Gender and Sexuality in Information Studies Colloquium

The University of Toronto, October 18, 2014

 

Gender and sexuality are two of the critical organizing axes of contemporary life. Alongside and intersecting with race, class, nation, and others, they constitute the ways through which we make ourselves known to ourselves and to one another: as men, women, or one of the 58 new gender options offered by Facebook, and as lesbian, gay, bisexual, asexual, and all the other varied and ever-changing linguistic markers of preferences of physical and emotional intimacy. Just as legal studies, the hard and social sciences, philosophy and literature, information studies is a discourse called to respond to the challenges posed by critical perspectives on gender and sexuality. Perhaps more than any other discipline, information studies confronts the theoretical with the material. How do both the “the archive” and the archive organize, and how are they organized by, gender and sexuality?

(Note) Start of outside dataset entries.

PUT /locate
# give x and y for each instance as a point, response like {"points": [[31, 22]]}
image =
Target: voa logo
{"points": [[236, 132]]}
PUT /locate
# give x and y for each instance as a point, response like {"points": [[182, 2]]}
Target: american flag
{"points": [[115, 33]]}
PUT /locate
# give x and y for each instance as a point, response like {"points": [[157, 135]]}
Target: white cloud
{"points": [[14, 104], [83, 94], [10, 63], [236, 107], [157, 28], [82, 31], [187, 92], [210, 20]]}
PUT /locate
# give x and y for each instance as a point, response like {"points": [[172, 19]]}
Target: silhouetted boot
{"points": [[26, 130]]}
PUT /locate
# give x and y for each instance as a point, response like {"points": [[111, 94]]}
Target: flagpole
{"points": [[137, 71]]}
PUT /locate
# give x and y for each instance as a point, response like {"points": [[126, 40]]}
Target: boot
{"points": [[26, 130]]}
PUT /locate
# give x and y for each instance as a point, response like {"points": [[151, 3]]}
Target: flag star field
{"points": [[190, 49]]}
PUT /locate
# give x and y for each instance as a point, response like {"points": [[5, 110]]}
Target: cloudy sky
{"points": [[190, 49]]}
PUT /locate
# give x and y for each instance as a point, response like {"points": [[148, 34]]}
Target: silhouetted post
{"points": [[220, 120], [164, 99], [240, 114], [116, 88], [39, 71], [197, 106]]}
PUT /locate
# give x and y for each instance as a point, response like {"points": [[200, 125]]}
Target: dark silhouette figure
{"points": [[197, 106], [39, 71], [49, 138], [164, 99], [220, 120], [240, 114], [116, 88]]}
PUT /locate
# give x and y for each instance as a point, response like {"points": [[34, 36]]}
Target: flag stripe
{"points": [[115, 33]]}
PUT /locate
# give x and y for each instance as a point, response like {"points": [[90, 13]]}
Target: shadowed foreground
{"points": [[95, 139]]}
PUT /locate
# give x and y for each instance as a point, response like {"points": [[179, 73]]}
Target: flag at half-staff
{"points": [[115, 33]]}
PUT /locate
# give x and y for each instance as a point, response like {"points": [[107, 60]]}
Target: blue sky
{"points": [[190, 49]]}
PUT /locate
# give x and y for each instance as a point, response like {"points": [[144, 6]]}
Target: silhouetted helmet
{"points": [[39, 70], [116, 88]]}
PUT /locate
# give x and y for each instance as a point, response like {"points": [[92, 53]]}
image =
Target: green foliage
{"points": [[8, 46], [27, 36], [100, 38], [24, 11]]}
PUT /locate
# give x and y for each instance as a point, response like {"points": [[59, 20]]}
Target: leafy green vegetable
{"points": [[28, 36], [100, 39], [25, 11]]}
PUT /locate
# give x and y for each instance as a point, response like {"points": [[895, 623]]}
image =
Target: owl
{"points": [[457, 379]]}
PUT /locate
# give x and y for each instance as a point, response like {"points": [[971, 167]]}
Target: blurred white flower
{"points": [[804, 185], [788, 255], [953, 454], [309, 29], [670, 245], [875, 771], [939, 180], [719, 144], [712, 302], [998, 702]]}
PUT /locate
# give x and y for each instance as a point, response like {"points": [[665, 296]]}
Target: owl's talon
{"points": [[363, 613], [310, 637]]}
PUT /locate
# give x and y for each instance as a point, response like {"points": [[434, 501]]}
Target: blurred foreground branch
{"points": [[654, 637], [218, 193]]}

From the collections we build to the access tools we design to the histories we collect, catalog, and preserve, information studies theorists and practitioners are always engaged in the projects of making and being made.

We will extend these conversations during a one-day colloquium to be held at the University of Toronto on October 18, 2014. Presentations will consist of individual papers organized around themes that emerge from the submissions.

Thanks to the University of Toronto Faculty of Information for generously hosting this colloquium.